Esta mujer me conocía, pero yo no tenía la más mínima idea de quien era.

-¿No te acuerdas de mí, asno? Me preguntó e inmediatamente recordé su cara. Recordé su extraño tono de cabello y Eva, su nombre. Me reí, ella me golpeó, la abracé, ella me contó que se había casado con un tal Luis Esteban que estudió con nosotros, pero que él estaba en un viaje muy largo de negocios. Yo le pregunté si ella tenía corazón y ella me volvió a golpear, Arturo le gruñó y yo le expliqué lo que acababa de pasar. Ella me creyó inmediatamente (cosa que no es normal de Eva) y vi que su cara se llenó de tristeza. Bueno, de tristeza no, de rabia, pero esa era su tristeza.
Le dije que tenía una teoría, ella me preguntó cuál era. Le dije que yo creía que tal vez no teníamos corazones pero los podíamos encontrar. Ella me preguntó donde y yo le dije que el primer lugar era Punta Desengaño. Eva me preguntó que por qué ahí, y le respondí que Punta Desengaño quedaba en Argentina, entonces tendríamos que recorrer Sudamérica y que eso nos iba a dar muchos lugares para buscar. Y si en Sudamérica encontrábamos nada, desde Punta Desengaño podríamos irnos a Europa.

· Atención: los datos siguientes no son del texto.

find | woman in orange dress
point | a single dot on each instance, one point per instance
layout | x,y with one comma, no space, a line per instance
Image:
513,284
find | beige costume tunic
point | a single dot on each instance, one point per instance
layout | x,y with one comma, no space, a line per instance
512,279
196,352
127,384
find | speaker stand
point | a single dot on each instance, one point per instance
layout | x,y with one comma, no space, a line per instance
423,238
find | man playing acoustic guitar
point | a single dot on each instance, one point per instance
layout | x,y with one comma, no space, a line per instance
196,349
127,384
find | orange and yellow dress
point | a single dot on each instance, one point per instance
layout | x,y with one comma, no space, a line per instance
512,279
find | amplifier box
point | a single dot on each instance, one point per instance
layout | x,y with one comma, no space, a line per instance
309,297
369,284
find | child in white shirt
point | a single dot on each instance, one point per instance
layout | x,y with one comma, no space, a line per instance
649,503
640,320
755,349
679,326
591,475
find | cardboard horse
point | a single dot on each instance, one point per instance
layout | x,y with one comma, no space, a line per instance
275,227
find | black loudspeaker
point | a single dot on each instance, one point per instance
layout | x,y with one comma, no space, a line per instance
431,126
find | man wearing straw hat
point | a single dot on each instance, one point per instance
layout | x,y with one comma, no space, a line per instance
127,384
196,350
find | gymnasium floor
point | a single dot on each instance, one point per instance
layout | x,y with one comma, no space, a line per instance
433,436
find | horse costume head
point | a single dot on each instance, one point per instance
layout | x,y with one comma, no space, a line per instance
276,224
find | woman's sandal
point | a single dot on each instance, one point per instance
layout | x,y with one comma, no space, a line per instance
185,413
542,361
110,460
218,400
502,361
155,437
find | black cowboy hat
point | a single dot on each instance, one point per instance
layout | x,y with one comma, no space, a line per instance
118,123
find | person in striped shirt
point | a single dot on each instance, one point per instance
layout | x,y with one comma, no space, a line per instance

Eva estuvo de acuerdo con mi teoría, dijo que ella podía poner sus ahorros si yo ponía el carro y si yo estaba dispuesto a manejar. Por primera vez amé a mi hermano por desconfiar de mí y guardar él mi pasaporte en su casa. Tomé mi pasaporte, las llaves del Jeep de Carlos, el collar de Arturo, una bolsa de comida de perro, el plato de metal y me subí al carro mientras Eva iba a hacer no sé que en su casa. Una vez que ella regresó se subió al carro, preguntó el nombre de Arturo y le pedí que pusiera en su teléfono esa aplicación que todo el mundo usa para moverse por la ciudad, y que hiciera que su aparato nos guiara hasta Zihuatanejo en donde subiríamos el Jeep a un gran barco y nos tomaríamos
seis días en llegar hasta Cartagena de Indias, donde comenzaría nuestra aventura sudamericana.